Riempio le attese alle sue risposte con mie parole, perchè non posso aspettare così tanto… d’altronde parla in maniera non del tutto comprensibile.
Concedo atteggiamenti da piccolo tiranno perchè hai una disabilità cognitiva:

  • nel decidere quando e cosa mangiare, a discapito degli altri commensali e nel rispetto di chi ha cucinato;
  • nel concederti un secondo dolce a fine pasto perchè nutrire è amore;
  • nel guardare solo i tuoi programmi preferiti perchè ti piacciono tanto;
  • nel chiedere a tuo fratello di badare a te perchè tu hai più bisogno, quasi il tempo dedicato ai figli si dividesse  in base alle esigenze di ognuno;
  • nel non allenarti all’attesa! Attendere è creare uno spazio nel quale desiderare ciò che sta per arrivare.

E allora come noi genitori ci evolviamo?

Ascoltandoci, dando un nome a ciò che sentiamo, lavorandolo, trasformandolo. Perchè per accogliere i nostri bambini con disabilità è necessario svuotarsi, fare posto dentro di noi.

Siate sempre in ricerca, ma all’inizio non di strumenti riabilitativi, bensì di formazioni che vi permettano di risolvere le vostre personali ferite.

Corsi, serate formative, punti di vista differenti per arricchire di strategie il vostro essere genitori.

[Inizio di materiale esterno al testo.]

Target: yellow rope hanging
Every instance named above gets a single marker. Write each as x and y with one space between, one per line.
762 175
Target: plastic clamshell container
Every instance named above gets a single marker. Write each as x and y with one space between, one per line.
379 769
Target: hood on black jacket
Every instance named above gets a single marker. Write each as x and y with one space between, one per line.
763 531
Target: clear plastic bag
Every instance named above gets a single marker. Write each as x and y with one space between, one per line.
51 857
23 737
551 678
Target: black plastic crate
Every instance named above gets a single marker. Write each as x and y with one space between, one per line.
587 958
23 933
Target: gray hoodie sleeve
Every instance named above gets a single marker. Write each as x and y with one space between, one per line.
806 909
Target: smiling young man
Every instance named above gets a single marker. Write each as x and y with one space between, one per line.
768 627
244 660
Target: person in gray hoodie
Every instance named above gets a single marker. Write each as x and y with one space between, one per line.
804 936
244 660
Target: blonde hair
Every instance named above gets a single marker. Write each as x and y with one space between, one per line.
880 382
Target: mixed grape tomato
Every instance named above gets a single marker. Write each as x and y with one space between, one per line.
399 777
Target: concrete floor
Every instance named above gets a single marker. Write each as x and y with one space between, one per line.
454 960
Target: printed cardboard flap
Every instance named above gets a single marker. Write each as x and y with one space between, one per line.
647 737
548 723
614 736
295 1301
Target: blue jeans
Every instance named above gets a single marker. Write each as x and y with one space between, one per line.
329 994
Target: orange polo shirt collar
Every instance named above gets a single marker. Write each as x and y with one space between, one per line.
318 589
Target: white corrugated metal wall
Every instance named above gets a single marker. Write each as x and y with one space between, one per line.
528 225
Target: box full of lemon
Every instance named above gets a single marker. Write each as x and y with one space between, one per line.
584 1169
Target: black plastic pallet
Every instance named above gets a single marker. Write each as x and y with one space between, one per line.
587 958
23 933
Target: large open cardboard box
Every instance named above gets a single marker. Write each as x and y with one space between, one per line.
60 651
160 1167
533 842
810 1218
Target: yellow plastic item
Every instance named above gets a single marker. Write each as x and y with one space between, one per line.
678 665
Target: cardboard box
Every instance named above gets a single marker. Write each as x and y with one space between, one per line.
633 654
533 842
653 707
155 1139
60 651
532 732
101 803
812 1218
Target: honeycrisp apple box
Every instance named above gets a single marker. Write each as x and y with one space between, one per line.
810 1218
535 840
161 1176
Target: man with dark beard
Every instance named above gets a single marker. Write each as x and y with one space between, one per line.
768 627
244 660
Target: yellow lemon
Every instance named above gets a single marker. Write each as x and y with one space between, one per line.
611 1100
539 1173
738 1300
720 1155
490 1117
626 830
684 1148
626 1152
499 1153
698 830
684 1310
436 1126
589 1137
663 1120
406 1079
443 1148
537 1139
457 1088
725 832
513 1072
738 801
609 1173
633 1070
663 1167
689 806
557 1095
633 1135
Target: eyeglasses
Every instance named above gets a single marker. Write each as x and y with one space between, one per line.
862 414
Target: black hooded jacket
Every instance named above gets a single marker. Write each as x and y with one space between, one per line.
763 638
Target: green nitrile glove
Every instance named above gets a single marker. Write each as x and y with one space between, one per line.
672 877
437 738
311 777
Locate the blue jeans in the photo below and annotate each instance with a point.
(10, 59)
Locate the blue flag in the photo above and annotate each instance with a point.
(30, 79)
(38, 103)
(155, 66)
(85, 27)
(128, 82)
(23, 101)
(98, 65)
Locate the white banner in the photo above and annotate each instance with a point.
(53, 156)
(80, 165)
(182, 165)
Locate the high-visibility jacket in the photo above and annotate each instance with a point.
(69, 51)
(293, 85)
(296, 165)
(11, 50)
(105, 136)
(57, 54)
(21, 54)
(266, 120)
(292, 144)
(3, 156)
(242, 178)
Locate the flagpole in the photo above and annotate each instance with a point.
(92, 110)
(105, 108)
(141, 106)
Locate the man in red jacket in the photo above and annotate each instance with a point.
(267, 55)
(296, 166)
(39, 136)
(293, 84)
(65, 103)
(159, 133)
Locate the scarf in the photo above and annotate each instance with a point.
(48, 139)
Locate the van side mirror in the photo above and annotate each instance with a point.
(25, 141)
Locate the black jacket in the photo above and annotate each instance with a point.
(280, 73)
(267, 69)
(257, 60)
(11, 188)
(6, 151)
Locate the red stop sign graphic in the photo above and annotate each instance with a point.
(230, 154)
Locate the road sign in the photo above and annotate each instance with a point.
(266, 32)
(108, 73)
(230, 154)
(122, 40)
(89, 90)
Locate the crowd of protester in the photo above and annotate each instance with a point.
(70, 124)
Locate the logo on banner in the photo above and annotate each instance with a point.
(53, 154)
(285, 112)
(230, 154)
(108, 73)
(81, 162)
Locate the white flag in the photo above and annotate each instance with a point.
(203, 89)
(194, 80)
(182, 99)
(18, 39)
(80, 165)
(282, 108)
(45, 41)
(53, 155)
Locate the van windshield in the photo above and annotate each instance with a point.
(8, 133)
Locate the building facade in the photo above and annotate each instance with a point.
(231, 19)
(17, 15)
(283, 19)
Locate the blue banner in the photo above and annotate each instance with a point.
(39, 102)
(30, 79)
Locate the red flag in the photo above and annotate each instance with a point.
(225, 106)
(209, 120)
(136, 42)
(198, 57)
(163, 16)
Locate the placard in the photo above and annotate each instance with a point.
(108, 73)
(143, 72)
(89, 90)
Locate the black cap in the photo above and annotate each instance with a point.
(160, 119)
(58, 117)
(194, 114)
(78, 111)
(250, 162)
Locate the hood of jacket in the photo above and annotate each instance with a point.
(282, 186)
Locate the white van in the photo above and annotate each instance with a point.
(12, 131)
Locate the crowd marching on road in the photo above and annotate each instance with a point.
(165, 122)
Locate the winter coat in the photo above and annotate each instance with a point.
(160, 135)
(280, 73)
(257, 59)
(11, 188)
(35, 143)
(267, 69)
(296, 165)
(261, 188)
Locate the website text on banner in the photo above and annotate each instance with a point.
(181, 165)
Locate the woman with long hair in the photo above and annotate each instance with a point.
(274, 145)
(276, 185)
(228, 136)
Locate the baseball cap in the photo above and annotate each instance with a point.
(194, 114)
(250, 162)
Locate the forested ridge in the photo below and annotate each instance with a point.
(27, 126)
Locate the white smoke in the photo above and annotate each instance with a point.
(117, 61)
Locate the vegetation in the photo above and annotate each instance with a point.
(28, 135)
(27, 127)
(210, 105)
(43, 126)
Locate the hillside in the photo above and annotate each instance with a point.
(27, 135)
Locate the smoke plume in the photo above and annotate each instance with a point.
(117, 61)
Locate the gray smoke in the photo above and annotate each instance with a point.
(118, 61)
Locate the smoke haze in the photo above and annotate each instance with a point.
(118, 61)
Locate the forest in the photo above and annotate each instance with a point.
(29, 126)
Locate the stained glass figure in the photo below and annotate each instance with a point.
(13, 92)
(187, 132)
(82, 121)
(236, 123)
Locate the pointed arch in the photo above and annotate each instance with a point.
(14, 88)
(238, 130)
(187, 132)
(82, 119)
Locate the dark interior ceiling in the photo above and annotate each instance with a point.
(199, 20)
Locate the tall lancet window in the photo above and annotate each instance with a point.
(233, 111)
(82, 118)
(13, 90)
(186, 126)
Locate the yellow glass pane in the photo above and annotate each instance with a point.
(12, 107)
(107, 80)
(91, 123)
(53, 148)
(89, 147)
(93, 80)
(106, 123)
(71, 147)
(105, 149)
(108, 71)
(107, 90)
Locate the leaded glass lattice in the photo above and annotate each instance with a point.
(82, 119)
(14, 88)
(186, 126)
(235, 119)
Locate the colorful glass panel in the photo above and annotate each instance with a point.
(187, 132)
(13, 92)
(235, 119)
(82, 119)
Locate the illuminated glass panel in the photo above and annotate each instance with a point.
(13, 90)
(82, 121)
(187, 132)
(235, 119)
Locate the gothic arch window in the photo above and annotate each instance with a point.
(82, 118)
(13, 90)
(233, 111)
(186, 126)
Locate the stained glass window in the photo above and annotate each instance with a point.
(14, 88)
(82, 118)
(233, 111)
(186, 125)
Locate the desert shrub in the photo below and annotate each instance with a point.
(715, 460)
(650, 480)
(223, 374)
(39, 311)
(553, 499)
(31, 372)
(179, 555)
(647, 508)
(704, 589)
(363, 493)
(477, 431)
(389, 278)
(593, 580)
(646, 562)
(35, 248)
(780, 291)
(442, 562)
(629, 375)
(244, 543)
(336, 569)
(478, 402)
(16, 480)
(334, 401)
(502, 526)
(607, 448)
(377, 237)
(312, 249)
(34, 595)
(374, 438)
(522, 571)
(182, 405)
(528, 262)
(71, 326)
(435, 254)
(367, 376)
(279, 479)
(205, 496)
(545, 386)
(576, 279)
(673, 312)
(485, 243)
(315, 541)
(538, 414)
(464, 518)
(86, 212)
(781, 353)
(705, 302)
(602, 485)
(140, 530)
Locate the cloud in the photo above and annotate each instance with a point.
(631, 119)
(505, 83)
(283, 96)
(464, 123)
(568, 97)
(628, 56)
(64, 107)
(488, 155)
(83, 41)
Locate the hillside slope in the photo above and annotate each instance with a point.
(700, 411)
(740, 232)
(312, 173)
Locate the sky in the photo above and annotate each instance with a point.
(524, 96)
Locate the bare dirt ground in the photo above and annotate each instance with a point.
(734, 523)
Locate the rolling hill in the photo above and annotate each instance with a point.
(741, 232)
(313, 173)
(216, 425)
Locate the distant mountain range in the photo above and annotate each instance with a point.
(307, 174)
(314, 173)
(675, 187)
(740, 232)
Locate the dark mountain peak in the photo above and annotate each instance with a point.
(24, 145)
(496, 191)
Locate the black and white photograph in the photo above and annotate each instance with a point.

Non andate sulla difensiva se guardano vostro figlio. Rispondete alle domande dei bambini su particolari caratteristiche che notano. Organizzate incontri per parlare di unicità. Trasmettete le vostre passioni ma concedete ai vostri figli la frustrazione di un NO che resti no. Coltivate il vostro sorriso, prendete del tempo per voi: nella distanza da noi i nostri figli hanno modo di sentirsi soggetti di pensieri e azioni.

Lasciate che i vostri figli siano felici, e non che vi rendano felici.

Leggete, ascoltate, fate domande. Allenatevi ad essere il meglio per i vostri bambini.

Perchè se voi mostrerete loro il vostro meglio, loro si sentiranno liberi di fare altrettanto.
Difficile? Certamente, ma non impossibile.

Ma d’altronde un sentiero si traccia camminando.